Idaho most reliant on gun industry, study says
Financial website WalletHub ranked Idaho No. 1 among states based on firearms industry activity in the state, gun ownership and contributions by gun control and gun rights groups to members of Congress.
The study ranked Idaho second in firearm industry jobs per capita and in firearm industry output per capita, as well as first in gun-control contributions to members of Congress per capita.
In recent years, nearly 200 gun and ammo companies employed about 3,000 people in Idaho’s $500 million industry.
Once homeless Boisean creates video games
Ryan Zehm found himself staying at shelters after losing his job at Hewlett-Packard and a home foreclosure. He spent his days at the Boise library researching and learning how to program video games.
There, he built his first game, “Space Blast,” which eventually brought in enough money from in-game advertisements for him to pay for a $300-a-month apartment in Emmett. He has since established a company, NurFACE (pronounced in-your-face), that has grown and won game developer awards.
Vet teaching center near Caldwell closing
The University of Idaho will close the Caine Veterinary Teaching Center as part of its broader strategy to teach students closer to livestock producers.
Nine faculty members at the center will lose their jobs. They will be given preference if applying for similar positions within the university. The center, which opened in 1977, will close completely by the end of 2016.
New CEO steps in at Bodybuilding.com
Liberty Interactive, which owns a controlling stake of Bodybuilding.com, hired serial startup executive Richard Jalichandra to succeed founder Ryan DeLuca as CEO.
Jalichandra has 30 years of corporate experience, including more than a decade of working as an executive at a handful of startups, several of which he guided to sale. The nutritional supplement distributor will be the largest company he has run.
Jalichandra said he expects Boise operations to grow in the coming years.

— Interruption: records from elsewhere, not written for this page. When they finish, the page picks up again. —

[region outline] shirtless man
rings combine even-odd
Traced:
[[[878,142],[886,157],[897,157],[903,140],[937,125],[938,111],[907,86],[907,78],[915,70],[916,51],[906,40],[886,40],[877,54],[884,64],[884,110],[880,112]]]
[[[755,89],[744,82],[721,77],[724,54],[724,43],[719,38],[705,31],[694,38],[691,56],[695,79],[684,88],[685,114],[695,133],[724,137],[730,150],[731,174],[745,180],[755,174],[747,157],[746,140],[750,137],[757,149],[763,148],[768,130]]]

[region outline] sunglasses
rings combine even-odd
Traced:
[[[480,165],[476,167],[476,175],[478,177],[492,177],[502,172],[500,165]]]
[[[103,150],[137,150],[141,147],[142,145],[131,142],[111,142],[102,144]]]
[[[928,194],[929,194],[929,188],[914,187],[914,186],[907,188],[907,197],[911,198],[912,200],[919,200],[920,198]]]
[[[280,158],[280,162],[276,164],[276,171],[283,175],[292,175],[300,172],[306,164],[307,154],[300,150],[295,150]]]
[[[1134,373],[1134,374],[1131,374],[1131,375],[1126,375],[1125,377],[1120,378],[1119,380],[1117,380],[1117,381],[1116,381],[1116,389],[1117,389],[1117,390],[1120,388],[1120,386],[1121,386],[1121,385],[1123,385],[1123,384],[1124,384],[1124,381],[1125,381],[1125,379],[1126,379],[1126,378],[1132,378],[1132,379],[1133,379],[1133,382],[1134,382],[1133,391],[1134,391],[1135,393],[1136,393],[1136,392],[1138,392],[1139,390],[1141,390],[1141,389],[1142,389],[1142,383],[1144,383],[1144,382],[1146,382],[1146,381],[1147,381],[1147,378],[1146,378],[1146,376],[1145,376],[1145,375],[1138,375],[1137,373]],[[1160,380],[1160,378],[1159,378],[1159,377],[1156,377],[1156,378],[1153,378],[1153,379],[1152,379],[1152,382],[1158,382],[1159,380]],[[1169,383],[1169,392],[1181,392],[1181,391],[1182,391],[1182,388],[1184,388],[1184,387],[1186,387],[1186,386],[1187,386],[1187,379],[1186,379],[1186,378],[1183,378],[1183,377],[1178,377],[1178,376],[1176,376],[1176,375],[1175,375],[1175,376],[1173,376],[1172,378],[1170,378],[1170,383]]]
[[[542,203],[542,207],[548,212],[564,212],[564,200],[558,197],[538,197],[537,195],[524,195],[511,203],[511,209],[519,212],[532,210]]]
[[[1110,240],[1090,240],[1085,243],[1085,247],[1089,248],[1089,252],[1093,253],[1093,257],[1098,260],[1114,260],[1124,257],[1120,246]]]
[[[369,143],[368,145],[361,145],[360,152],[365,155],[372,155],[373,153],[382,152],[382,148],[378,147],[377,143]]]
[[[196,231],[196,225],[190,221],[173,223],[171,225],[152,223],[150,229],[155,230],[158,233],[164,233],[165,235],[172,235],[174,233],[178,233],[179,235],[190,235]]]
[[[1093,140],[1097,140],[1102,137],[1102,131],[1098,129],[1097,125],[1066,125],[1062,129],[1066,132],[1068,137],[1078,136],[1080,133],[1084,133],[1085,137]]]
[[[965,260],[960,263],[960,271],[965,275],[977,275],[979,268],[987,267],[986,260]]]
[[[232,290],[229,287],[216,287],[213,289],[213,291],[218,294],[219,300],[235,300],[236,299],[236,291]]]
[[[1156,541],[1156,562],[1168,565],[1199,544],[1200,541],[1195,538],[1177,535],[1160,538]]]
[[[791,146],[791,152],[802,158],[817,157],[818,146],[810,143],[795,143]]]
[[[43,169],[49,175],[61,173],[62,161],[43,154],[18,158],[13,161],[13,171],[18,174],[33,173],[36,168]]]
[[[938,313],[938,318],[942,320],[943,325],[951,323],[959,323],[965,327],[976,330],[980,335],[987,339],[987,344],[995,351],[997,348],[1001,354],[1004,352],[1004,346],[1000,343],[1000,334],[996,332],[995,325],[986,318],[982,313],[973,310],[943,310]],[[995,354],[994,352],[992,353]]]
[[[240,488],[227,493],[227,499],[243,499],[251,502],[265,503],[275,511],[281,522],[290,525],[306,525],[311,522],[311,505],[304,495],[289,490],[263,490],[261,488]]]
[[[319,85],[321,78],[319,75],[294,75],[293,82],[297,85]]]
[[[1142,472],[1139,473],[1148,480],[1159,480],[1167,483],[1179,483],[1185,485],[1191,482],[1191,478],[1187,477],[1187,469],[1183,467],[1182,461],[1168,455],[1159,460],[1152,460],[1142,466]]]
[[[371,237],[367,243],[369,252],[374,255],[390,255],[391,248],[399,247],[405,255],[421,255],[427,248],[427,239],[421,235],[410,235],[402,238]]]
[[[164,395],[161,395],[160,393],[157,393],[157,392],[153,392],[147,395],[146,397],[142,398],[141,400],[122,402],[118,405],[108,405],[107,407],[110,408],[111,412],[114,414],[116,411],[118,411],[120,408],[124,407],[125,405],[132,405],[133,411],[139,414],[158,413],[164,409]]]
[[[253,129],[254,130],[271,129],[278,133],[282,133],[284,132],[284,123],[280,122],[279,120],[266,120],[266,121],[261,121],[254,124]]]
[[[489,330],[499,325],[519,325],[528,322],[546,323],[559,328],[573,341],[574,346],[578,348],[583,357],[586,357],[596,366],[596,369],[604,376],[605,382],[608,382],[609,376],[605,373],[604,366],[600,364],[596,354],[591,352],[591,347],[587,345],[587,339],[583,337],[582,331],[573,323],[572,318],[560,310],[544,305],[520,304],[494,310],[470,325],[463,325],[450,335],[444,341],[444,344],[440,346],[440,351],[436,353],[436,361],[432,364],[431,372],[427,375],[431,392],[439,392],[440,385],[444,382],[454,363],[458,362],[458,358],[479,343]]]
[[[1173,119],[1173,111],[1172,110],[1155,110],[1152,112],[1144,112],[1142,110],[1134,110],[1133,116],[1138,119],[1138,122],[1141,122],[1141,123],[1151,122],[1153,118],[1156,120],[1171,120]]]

Broadway businesses take a hit from bridge construction
Traffic adjusted smoothly to the roadwork on the Broadway Avenue bridge near Downtown Boise. But business owners say they’re hurting because of the construction, which will close a high-traffic segment of Broadway until fall. Restaurants near the bridge say workers at businesses northward are no longer coming in for lunch, because of traffic diversions. The owner of Pita Pit says his Broadway Avenue fast-food restaurant’s business has fallen 45 percent.
Chiropractors threaten to sue
A group of chiropractors from around the state has threatened to sue if Idaho changes its laws to keep them from prescribing in ways they have for years.
The Idaho Attorney General’s Office in May 2014 advised the state’s chiropractor board of a conflict between state law and rules of practice for chiropractors. The law says chiropractors cannot prescribe prescription, only drugs. But the Board of Chiropractic Physicians’ rules say chiropractors can prescribe — and administer, distribute and sell — vitamins, minerals, enzymes and other substances in all forms.
State Rep. Fred Wood, R-Burley, last yar put the board on notice to fix the conflict before the 2016 legislative session. The board has worked to develop changes. A lawyer for the unhappy chiropractors says the rules “will significantly impact the livelihood of our clients, and potentially, the livelihood of all other chiropractice physicians practicing in Idaho.”
A10 lands $75 million
A10 Capital, a middle-market commercial real estate lender in Boise, says it has closed a $75 million investment from KKR, a New York private equity firm..
The investment is one of the largest of its kind in recent Idaho history. The Idaho Technology Council released a report detailing investments in 2014 that said no Idaho company made or received private investments of more than $20 million. The report, which relied on company disclosures, was not comprehensive or include later investments.